The risk of developing a UTI was reduced by more than a quarter in women with recurrent cases of infection, by over a half in children, and by just over a half for people likely to get UTIs after medical procedures.
Only a few people across the studies reported side effects, with stomach pain being the most common. However, there are gaps in the data: Very few trials compared cranberry products directly to antibiotics or probiotics alone, for example, and these treatments may be as effective as the fruit.
No benefits of cranberries were shown for older adults, pregnant women, or people with bladder emptying problems, so this isn't a finding that applies across the board. However, it shows that for some groups of people, the reduced risk is significant.
"This incredible result didn't really surprise us, as we're taught that when there's more and better evidence, the truth will ultimately come out," says epidemiologist Gabrielle Williams from The Children's Hospital at Westmead in Australia.

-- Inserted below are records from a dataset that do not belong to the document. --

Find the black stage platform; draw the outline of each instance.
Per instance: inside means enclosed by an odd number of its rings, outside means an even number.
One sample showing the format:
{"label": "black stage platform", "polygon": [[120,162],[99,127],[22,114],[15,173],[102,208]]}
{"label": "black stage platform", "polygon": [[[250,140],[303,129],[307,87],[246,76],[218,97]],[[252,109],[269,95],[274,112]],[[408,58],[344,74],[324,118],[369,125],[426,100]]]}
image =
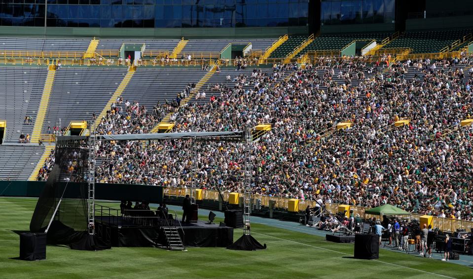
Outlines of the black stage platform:
{"label": "black stage platform", "polygon": [[[121,216],[96,218],[97,235],[115,247],[159,247],[166,245],[164,230],[156,220],[131,222]],[[143,225],[145,224],[145,225]],[[186,246],[226,247],[233,243],[233,228],[196,223],[176,223],[178,231]],[[181,229],[181,228],[182,229]]]}
{"label": "black stage platform", "polygon": [[352,242],[355,242],[355,236],[328,234],[325,235],[325,239],[327,241],[331,241],[337,243],[352,243]]}

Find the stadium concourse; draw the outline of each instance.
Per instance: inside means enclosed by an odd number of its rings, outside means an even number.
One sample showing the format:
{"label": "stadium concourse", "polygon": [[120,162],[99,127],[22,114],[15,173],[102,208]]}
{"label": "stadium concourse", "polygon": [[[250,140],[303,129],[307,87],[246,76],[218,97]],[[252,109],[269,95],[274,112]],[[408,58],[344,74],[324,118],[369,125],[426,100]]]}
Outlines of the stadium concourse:
{"label": "stadium concourse", "polygon": [[[304,69],[232,69],[180,105],[192,90],[151,110],[117,100],[100,134],[146,133],[170,113],[173,131],[223,131],[271,123],[253,146],[253,192],[367,207],[390,204],[410,212],[473,220],[473,56],[370,63],[363,57],[321,58]],[[470,69],[469,70],[468,69]],[[203,94],[203,92],[205,94]],[[163,102],[164,103],[164,102]],[[394,123],[407,120],[405,125]],[[350,121],[349,129],[330,128]],[[241,192],[243,146],[200,145],[198,187]],[[191,146],[98,142],[98,180],[188,187]],[[40,171],[44,180],[54,153]]]}

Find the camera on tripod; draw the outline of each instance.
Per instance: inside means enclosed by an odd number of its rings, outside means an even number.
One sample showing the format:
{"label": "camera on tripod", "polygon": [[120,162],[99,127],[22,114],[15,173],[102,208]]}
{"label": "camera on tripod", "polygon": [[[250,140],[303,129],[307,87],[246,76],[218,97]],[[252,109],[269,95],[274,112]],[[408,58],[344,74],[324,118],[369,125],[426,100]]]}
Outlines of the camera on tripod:
{"label": "camera on tripod", "polygon": [[343,218],[345,218],[345,216],[346,216],[345,214],[347,213],[347,210],[343,210],[343,212],[337,212],[336,213],[335,213],[335,216],[339,221],[341,221],[343,220]]}

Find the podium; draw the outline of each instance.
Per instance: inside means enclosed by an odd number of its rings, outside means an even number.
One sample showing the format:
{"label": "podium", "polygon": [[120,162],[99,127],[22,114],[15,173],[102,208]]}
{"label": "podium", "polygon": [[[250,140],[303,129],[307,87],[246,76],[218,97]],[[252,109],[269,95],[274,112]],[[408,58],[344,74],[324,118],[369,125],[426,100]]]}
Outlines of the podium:
{"label": "podium", "polygon": [[243,213],[241,210],[225,210],[225,225],[234,228],[243,227]]}
{"label": "podium", "polygon": [[45,233],[25,233],[20,235],[20,259],[46,259]]}
{"label": "podium", "polygon": [[355,236],[356,259],[373,260],[379,258],[379,237],[373,235]]}

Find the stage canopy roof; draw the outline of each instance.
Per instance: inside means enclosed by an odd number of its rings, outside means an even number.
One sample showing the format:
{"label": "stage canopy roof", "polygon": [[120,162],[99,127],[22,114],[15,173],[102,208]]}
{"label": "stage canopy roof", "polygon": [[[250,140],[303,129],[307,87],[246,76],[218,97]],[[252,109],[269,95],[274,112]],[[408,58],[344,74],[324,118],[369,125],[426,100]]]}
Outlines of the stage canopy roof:
{"label": "stage canopy roof", "polygon": [[364,211],[365,214],[372,215],[410,215],[408,212],[391,205],[384,205]]}

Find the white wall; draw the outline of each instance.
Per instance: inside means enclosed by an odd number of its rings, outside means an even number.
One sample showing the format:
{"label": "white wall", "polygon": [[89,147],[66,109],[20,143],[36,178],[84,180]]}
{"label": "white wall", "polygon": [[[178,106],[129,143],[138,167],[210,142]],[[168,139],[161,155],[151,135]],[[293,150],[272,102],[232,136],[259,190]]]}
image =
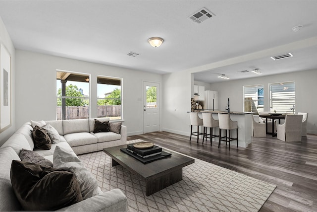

"UTIs are horrible and very common; about a third of women will experience one, as will many elderly people and also people with bladder issues from spinal cord injury or other conditions."
While many women have already been using cranberry juice to ward off UTIs, up until this point, the scientific evidence for its effectiveness hasn't been particularly conclusive.
As per earlier studies, it's thought that compounds inside cranberries called proanthocyanidins (PACs) help stop Escherichia coli bacteria from attaching to the cells lining the bladder, giving the fruits their protective benefits. It's estimated that E. coli accounts for around 90 percent of UTIs.
It remains unclear what the optimal dosage of cranberry PACs should be, but a 2021 study recommended around 36 milligrams of PACs a day. The researchers responsible for this most recent review caution that "no conclusions could be drawn from these analyses as to the relative efficacy of different doses of PAC."
This is the fifth in a series of reviews (the first one was published in 1998), and each time the researchers can add more data to the pile. With each update, the potential benefits of cranberries are becoming more apparent.
"This is a review of the totality of the evidence, and as new evidence emerges, new findings might occur," says epidemiologist Jonathan Craig from Flinders University.
"In this case, the new evidence shows a very positive finding that cranberry juice can prevent UTI in susceptible people."
The research has been published in the Cochrane Database of Systematic Reviews.